Civil War Soldiers System Data Is Completed, New Features Coming
By Deborah Fitts
November 2004
WASHINGTON, D.C. - After 11 years of mostly volunteer effort, the National Park Service (NPS) declared Sept. 27 that the computerized database known as the Civil War Soldiers and Sailors System (CWSS) was complete.
NPS made the announcement at Ford's Theatre National Historic Site. The event also included word that the Park Service will partner with the National Geographic Society to create multi-layered Civil War battlefield maps that will be available on the Internet.
The completed database has basic information on the service records of 6.3 million Civil War soldiers. It also includes lists of regiments from both armies and their histories, and information about the battles they fought. The final leg of the project was the inclusion of the records of 1 million soldiers from Pennsylvania and Virginia.
NPS's John Peterson, who served as project manager, hailed the volunteer work of the Mormons, the United Daughters of the Confederacy and genealogists to record the information from the National Archives. If the work had been contracted out it would have cost $4.5 million, he said.
Still, Peterson said the entering of soldier, regimental and battle information was only "the first phase" of the project. The most dramatic next step, he said, is the National Geographic joint venture.
He said NPS and National Geographic will "co-brand" the new project on the Web. They will take major battlefields like Gettysburg and Shiloh and enter myriad details on maps, which visitors to the Web site can click on for more information. For instance, clicking on a barn or other landmark will provide battle history and possibly an "interpretive sound bite," Peterson said.
Some results of the collaboration may be on the Web by spring, Peterson said. "We're just at the strategizing period."
He said NPS would count on National Geographic to produce the Internet mapping work. "They have more technology than we do." He called the nonprofit "the prime mapping organization in the world."
The work will be done by NGMaps.com, a for-profit arm of the National Geographic Society. Peterson said NGMaps was well-known, particularly for its maps of national parks in the West, like Yellowstone. Profits from NGMaps are plowed back into the Society.

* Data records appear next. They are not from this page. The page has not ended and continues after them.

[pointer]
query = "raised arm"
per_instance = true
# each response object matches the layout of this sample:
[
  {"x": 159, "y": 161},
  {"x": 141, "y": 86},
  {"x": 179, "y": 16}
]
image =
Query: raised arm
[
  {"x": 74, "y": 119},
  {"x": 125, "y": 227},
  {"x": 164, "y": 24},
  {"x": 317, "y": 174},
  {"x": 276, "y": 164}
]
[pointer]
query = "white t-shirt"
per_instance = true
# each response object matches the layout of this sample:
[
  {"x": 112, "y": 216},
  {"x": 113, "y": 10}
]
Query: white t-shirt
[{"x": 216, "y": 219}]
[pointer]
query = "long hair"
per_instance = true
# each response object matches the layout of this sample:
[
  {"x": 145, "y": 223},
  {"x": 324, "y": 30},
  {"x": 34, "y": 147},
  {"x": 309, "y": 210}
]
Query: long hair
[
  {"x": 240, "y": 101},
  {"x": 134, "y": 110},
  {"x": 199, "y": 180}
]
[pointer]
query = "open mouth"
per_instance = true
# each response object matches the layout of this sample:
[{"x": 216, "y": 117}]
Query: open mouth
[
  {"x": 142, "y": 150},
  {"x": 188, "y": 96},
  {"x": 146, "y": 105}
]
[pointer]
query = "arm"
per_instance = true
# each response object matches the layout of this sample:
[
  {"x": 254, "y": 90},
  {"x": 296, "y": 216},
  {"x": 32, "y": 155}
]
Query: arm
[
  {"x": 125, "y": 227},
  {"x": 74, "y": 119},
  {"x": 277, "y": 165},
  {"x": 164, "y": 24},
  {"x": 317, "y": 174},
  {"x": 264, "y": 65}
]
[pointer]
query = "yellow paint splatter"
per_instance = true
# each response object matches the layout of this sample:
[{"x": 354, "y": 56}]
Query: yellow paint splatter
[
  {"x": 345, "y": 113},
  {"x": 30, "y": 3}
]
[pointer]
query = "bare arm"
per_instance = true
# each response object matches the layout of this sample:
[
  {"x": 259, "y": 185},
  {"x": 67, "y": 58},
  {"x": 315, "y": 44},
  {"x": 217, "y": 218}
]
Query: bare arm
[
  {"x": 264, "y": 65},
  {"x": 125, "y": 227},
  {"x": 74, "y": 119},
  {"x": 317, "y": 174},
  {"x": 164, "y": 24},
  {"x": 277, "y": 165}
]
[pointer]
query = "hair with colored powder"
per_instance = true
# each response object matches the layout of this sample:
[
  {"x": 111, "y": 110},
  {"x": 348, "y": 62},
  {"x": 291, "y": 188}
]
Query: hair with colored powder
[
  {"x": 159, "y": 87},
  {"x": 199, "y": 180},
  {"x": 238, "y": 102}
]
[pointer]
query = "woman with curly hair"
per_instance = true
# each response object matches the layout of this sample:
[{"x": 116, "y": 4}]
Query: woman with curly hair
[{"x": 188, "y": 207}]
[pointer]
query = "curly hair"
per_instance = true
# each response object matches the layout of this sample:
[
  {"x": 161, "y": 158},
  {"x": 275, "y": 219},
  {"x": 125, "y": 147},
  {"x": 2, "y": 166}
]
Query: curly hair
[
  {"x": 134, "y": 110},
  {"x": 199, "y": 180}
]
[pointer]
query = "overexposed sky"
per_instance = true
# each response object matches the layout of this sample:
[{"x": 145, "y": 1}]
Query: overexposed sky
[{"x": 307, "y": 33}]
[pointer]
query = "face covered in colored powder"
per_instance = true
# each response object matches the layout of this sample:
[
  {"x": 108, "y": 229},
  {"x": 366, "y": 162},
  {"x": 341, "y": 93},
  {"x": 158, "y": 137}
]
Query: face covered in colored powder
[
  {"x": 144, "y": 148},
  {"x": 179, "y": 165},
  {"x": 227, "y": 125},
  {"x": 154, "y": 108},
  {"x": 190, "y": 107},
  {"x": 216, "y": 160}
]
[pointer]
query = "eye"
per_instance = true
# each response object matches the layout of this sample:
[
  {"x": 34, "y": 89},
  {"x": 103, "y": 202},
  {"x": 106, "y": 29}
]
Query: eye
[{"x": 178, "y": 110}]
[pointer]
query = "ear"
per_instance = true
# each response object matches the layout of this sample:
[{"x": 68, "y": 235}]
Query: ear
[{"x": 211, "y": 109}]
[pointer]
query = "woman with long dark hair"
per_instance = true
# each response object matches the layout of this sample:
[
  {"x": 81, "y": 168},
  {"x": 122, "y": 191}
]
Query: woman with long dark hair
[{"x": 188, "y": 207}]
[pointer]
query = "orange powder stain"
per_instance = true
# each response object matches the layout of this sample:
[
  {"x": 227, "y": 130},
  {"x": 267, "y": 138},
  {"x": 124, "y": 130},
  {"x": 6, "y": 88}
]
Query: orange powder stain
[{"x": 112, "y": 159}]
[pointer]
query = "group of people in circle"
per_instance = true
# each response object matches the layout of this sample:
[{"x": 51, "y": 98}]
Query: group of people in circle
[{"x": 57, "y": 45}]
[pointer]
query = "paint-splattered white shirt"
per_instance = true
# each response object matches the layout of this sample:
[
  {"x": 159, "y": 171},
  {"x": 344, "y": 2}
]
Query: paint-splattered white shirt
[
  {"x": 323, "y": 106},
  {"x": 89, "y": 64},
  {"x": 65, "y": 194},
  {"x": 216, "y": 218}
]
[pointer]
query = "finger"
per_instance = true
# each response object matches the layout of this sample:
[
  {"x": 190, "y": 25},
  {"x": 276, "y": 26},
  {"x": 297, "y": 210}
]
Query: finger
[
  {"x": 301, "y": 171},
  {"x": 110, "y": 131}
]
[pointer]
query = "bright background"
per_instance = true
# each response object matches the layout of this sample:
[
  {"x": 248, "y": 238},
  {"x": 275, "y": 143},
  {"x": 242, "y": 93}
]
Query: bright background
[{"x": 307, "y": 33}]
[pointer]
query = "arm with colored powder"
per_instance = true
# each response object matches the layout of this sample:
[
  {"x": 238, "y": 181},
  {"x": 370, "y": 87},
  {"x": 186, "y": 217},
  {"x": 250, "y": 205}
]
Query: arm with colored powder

Meanwhile, NPS will make other additions to the CWSS on its own. NPS personnel are currently working to install "real high-quality images" of all the monuments at the more than 30 NPS Civil War sites, a feature that should be ready in the spring.
And the CWSS will also have available about 30 interpretive stories from the sites that reflect the parks' new initiative to address slavery as a cause of the war. The stories were written by the parks in response to an NPS "Rally on the High Ground" workshop sponsored by Superintendent Robert Sutton of Manassas National Battlefield Park.
NPS also plans to start what Peterson called a "Civil War thematic Web site." It would display a history of the war and focus on aspects such as hospitals and women in the Civil War, and will offer bibliographies, interpretive stories from the parks, and links to the parks.